This post has transformed the way I think about and do writing, the manner with which I approach reading and investigative research, and has sharpened my senses of the questions that produce stories. It has blown apart my understanding of this region. It has emboldened me to think critically past the presented facts to arrive at their underlying implications. I have learned how to assess some of the consequences of grand government policies on regular people, and many of my mistaken assumptions have been corrected... For me, the Roxe family and PiA’s generosity has not simply provided an awesome professional opportunity in an up-and-coming part of the world. You have, quite literally, made the impossible happen. To say that my life is changed as a result would not be an overstatement, and I am infinitely grateful to you for the position that I am in, living dreams I wasn’t even bold enough to dream.

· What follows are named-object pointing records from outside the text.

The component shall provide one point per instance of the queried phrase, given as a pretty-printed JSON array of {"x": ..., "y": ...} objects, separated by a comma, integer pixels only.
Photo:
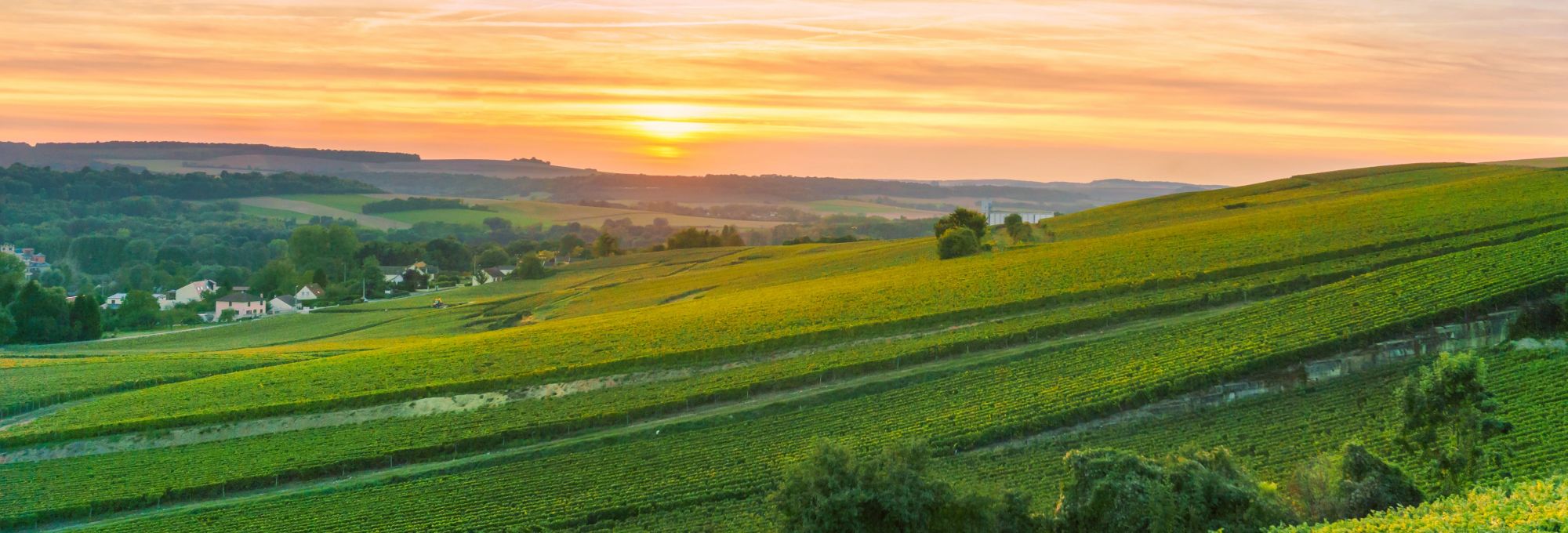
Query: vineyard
[
  {"x": 667, "y": 391},
  {"x": 1512, "y": 507}
]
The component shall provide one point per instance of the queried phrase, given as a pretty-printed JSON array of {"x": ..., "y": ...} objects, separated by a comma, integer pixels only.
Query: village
[{"x": 241, "y": 303}]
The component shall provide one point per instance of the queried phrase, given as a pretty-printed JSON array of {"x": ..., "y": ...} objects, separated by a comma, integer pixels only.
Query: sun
[
  {"x": 670, "y": 131},
  {"x": 667, "y": 121}
]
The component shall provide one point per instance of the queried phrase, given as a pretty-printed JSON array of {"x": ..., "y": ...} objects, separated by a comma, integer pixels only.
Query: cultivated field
[{"x": 667, "y": 391}]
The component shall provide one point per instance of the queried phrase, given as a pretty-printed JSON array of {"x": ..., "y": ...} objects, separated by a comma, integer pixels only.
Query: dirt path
[
  {"x": 462, "y": 404},
  {"x": 324, "y": 211},
  {"x": 648, "y": 429}
]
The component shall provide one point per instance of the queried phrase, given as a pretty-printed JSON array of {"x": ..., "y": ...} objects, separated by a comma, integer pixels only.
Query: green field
[
  {"x": 521, "y": 212},
  {"x": 667, "y": 391}
]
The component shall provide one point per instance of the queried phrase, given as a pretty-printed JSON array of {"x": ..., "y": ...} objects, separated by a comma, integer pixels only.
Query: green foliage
[
  {"x": 7, "y": 325},
  {"x": 42, "y": 314},
  {"x": 449, "y": 255},
  {"x": 694, "y": 237},
  {"x": 1351, "y": 485},
  {"x": 1191, "y": 491},
  {"x": 1514, "y": 506},
  {"x": 140, "y": 311},
  {"x": 325, "y": 248},
  {"x": 730, "y": 236},
  {"x": 1450, "y": 419},
  {"x": 278, "y": 277},
  {"x": 416, "y": 205},
  {"x": 87, "y": 321},
  {"x": 962, "y": 219},
  {"x": 13, "y": 274},
  {"x": 957, "y": 242},
  {"x": 606, "y": 247},
  {"x": 493, "y": 256},
  {"x": 1017, "y": 230},
  {"x": 837, "y": 491}
]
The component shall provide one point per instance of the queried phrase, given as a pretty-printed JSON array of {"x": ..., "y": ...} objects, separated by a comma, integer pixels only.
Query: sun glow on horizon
[{"x": 1076, "y": 90}]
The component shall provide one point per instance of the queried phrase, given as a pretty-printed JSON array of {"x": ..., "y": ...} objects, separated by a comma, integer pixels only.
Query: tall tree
[
  {"x": 1450, "y": 419},
  {"x": 278, "y": 277},
  {"x": 493, "y": 256},
  {"x": 962, "y": 219},
  {"x": 1191, "y": 491},
  {"x": 730, "y": 236},
  {"x": 42, "y": 314},
  {"x": 959, "y": 242},
  {"x": 606, "y": 247},
  {"x": 7, "y": 327},
  {"x": 87, "y": 321},
  {"x": 1017, "y": 230},
  {"x": 531, "y": 267},
  {"x": 449, "y": 255},
  {"x": 140, "y": 311},
  {"x": 13, "y": 274}
]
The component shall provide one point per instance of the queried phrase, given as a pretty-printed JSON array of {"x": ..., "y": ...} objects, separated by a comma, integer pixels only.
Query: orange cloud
[{"x": 1208, "y": 92}]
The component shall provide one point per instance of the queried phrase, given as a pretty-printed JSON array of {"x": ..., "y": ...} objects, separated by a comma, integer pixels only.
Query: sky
[{"x": 1213, "y": 92}]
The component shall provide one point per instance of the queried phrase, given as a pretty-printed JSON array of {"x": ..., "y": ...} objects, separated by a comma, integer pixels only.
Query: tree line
[{"x": 1448, "y": 426}]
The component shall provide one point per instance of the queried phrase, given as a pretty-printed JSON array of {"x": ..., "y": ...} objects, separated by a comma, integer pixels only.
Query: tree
[
  {"x": 694, "y": 237},
  {"x": 87, "y": 321},
  {"x": 7, "y": 327},
  {"x": 493, "y": 256},
  {"x": 449, "y": 255},
  {"x": 730, "y": 236},
  {"x": 325, "y": 248},
  {"x": 1448, "y": 421},
  {"x": 371, "y": 278},
  {"x": 837, "y": 491},
  {"x": 496, "y": 223},
  {"x": 570, "y": 244},
  {"x": 1017, "y": 230},
  {"x": 1351, "y": 485},
  {"x": 13, "y": 274},
  {"x": 1191, "y": 491},
  {"x": 531, "y": 267},
  {"x": 606, "y": 247},
  {"x": 42, "y": 314},
  {"x": 962, "y": 219},
  {"x": 278, "y": 277},
  {"x": 139, "y": 311},
  {"x": 959, "y": 242}
]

Emmanuella Bonga Bikele, The Wall Street Journal - Asia (Hong Kong ‘16)

My fellowship was life-changing. I wrote editorials about more than 12 Asian countries, covered the election of the first female president of Taiwan, and peeked into all strata of Hong Kong society through features on local politics and economy. I returned to the States to attend law school equipped with a more nuanced view of Asia and better writing and critical thinking skills. Now I am engaging in journalism from the legal angle. I’m writing a research paper on Chinese journalists, and last summer I interned at a legal clinic that advocates for media freedom and information access. Ellis Liang, The Wall Street Journal - Asia (Hong Kong ‘15)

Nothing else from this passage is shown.